After finding her biological father, she follows him to a rural village where she falls in love with a peasant, one of her father’s art students. That’s where the story becomes incredulous. A well educated Westernized girl finds village life which has no modern amenities fascinating and is willing to throw away her life in America to live in appalling conditions? I bet a lot of those peasants would have given their right arm to be able to live in America yet she preferred to cast aside her life of comfort to live in abject conditions.
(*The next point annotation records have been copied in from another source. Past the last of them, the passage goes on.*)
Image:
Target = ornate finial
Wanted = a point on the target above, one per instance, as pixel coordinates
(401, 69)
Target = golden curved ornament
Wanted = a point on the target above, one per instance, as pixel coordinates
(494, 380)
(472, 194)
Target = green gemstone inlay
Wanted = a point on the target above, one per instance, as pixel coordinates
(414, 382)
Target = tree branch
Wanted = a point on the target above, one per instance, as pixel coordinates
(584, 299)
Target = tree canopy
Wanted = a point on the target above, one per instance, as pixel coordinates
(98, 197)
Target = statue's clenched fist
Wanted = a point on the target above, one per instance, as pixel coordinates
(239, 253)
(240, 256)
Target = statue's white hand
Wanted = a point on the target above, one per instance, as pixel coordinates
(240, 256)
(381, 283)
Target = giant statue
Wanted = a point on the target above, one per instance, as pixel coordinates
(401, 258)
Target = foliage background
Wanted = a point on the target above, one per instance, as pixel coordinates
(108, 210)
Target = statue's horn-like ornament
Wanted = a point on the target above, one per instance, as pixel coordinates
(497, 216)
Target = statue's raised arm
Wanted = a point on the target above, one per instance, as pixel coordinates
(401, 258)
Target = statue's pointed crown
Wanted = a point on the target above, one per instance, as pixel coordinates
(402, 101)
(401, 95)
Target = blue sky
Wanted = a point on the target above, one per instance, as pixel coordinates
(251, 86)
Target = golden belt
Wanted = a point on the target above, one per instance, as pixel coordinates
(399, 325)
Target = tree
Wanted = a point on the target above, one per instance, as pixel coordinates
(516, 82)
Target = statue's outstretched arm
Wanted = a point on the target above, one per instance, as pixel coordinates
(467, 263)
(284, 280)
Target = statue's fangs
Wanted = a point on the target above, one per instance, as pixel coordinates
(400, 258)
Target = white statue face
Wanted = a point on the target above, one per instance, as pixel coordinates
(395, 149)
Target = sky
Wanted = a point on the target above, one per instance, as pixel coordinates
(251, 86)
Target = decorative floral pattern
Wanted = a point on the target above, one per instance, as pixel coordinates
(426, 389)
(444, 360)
Joy marries the peasant, never mind that she gave up her American passport when she entered China, she gave up her right to live a cushy life in Shanghai with her father too. This excerpt from the book best describes what the harsh life and deprivations in the village turned her into:-

“I catch a glimpse of myself in Yong’s mirror. My body is as thin as a ginseng root. My hands are as bony as dried twigs. My skin looks translucent. My hair hangs lifeless. My lips, which were soft and full, have shrunk to almost nothing. I’ll turn twenty-two on the twentieth of the month, but hunger has turned me into an old woman nearing death.”

Throughout the novel, I couldn’t feel an iota of pity for the main protagonist. It wasn’t as if she didn’t know what to expect as she’d lived among the villagers for a few months when her father was teaching art to the peasants. Yet she chose, of her own free will, to embrace the life of a peasant.

Bad enough that she put herself through hell, she also endangered the lives of others, of her own parents who went through unnecessary trouble to save her. Joy’s rashness, impetuousness and sheer stupidity were just plain irritating. It made this book my least favourite Lisa See novel.

As I read what Joy had to endure in the village (why would anyone give up city life to share a one-room hut with their husband’s parents and multitude siblings?), I found myself screaming silently and going “Are you kidding me?”. Her suffering may have been intense but her utter idiocy was far more intense.

The book is available at Borders for RM63.95 (just as well there was a 20% discount!).